No way was she going to shake Will’s hand, thank him for the lovely orgasms, and leave him with a charred and smoking ruin.
She couldn’t explain that to Will, of course. But she was going to have to inform him that she intended to help pretty much right now, because the look on his face screamed, “Thanks for everything, but we should probably say good-bye now.”
And it was a decent motivation, as far as she was concerned. Not many guys would expect a woman he’d slept with once to stick around when messing around turned into murder. But she was damned if she was going to let her recent run of disasters trickle over onto him. Violent death was a whole other level of really bad karma. It wasn’t her violent death, thank goodness, but it was on her back steps, and it was the father of her one-night stand.
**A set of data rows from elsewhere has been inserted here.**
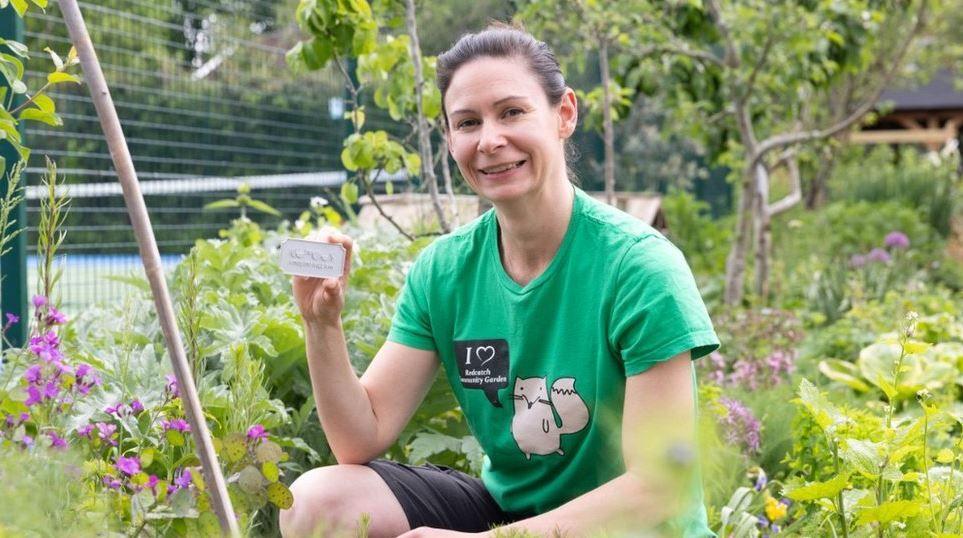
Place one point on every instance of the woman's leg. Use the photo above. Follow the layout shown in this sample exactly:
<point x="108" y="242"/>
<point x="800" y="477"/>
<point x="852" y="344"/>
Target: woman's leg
<point x="331" y="500"/>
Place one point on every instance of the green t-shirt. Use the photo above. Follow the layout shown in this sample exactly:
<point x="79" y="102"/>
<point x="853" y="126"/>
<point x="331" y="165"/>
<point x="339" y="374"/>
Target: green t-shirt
<point x="539" y="370"/>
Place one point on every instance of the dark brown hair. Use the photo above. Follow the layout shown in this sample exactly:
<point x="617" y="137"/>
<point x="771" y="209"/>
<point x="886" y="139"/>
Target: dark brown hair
<point x="500" y="40"/>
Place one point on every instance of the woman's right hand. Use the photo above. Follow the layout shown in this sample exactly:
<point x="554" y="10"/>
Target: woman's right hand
<point x="322" y="299"/>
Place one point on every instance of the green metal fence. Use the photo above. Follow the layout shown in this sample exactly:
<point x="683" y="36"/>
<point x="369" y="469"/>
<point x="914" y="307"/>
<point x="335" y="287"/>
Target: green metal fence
<point x="206" y="101"/>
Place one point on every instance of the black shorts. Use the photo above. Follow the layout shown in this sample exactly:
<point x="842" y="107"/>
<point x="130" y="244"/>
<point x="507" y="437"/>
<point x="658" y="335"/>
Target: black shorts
<point x="442" y="497"/>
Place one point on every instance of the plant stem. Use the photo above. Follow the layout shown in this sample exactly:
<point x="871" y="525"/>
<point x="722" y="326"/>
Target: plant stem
<point x="839" y="496"/>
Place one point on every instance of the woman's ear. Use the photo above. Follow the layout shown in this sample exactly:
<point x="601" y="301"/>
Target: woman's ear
<point x="567" y="114"/>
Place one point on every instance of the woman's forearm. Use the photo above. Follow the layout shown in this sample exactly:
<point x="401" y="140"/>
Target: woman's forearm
<point x="344" y="408"/>
<point x="623" y="503"/>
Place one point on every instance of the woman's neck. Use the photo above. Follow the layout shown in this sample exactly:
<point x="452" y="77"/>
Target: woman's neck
<point x="531" y="230"/>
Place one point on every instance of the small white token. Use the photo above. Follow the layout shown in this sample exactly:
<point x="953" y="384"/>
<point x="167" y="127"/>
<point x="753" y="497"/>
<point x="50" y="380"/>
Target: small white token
<point x="304" y="257"/>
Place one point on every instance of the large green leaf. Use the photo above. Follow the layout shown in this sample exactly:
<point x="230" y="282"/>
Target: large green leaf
<point x="889" y="511"/>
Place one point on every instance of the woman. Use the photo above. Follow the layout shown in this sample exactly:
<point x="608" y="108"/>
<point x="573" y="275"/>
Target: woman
<point x="566" y="329"/>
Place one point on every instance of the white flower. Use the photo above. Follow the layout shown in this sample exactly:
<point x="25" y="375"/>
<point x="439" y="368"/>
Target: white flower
<point x="952" y="147"/>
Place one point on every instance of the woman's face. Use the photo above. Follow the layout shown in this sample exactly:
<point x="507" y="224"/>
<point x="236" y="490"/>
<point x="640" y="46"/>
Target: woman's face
<point x="504" y="134"/>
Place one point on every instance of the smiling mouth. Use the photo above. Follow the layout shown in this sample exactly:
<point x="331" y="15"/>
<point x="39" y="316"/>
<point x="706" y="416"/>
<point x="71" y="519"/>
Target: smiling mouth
<point x="501" y="168"/>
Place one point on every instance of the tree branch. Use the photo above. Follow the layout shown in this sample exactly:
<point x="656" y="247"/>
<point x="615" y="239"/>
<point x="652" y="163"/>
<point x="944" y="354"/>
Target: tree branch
<point x="732" y="57"/>
<point x="793" y="197"/>
<point x="681" y="50"/>
<point x="374" y="201"/>
<point x="783" y="140"/>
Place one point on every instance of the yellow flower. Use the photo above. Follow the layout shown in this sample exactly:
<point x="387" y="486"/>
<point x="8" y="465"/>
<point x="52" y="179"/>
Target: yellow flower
<point x="775" y="510"/>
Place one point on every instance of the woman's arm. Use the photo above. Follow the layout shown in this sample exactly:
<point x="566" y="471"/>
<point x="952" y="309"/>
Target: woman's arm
<point x="659" y="417"/>
<point x="360" y="418"/>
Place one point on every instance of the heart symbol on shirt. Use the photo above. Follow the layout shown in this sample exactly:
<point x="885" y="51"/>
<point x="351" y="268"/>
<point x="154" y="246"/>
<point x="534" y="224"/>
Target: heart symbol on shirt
<point x="482" y="352"/>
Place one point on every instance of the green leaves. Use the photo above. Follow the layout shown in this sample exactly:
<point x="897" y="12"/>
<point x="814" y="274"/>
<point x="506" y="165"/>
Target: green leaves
<point x="819" y="490"/>
<point x="889" y="511"/>
<point x="373" y="149"/>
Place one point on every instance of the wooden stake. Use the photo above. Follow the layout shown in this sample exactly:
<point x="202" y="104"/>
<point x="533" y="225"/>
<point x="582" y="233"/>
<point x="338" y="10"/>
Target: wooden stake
<point x="149" y="254"/>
Will was opening his mouth, and before he could get a word out, she scrambled for something that wouldn’t make her sound like a lunatic.
“I want to help,” she blurted, squaring her shoulders for the argument she desperately hoped wasn’t coming. “This is ... well, this is kind of a nightmare, actually, but for you, not for me, but I’m here, and I really like you, and I just ... well, if you want the truth, it’s all my fault anyway.”
So much for not sounding like a lunatic.
But Will was even more adorable when he was stunned, in the I-have-no-idea-what-you-just-said way, of course, not the my-father’s-been-murdered way. It took him a blinking, mouth-gaping minute to process what she’d said, and then all he could manage was, “Excuse me?”